Section 1043 of the tax code was designed for executive branch officials entering roles where holding certain assets could create conflicts. Think, for instance, a cabinet member offloading ExxonMobil stock prior to taking over regulating oil markets. The trigger, however, is specific: the divestiture must be mandatory, and ethics related. This bill goes out of its way to unlock the tax break generally for members.

This converts pursuit of public office into a viable tax strategy. Imagine a wealthy private equity partner with a $10 million unrealized gain in Meta. What’s cheaper, paying the IRS now or launching a well-funded congressional campaign in a friendly district? Suddenly, the Restore Trust in Congress Act looks more like the Monetize Your Portfolio via Congress Act.
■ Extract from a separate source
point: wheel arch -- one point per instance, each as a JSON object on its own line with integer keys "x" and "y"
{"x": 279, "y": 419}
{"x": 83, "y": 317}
We already have enough folks running for office to boost their brand, sell a book, or land a television deal—do we really want to add “defer my capital gains” to the list of socially acceptable motives?

Larger Message

Even if no one actually runs for Congress just for a tax break—and let’s be real, someone will—the existence of that incentive speaks volumes. The bill conflates ethics with tax relief and reinforces the idea that lawmakers need a sweet treat to behave ethically. It reduces public trust to a line item on a balance sheet that can be offset by a credit elsewhere.

The fundamental question is whether we should be negotiating with members of Congress about the price of not using their office to line their own pockets. Do we really believe stock trading is inherently a conflict of interest? If so, ban it. If not, then stop pretending ethics reform is the goal and just admit this is eyewash.

Public services isn’t supposed to be risk-free or profit-maximizing. It is supposed to be a privilege that comes with equal parts restraint. That isn’t punitive; it’s the whole point.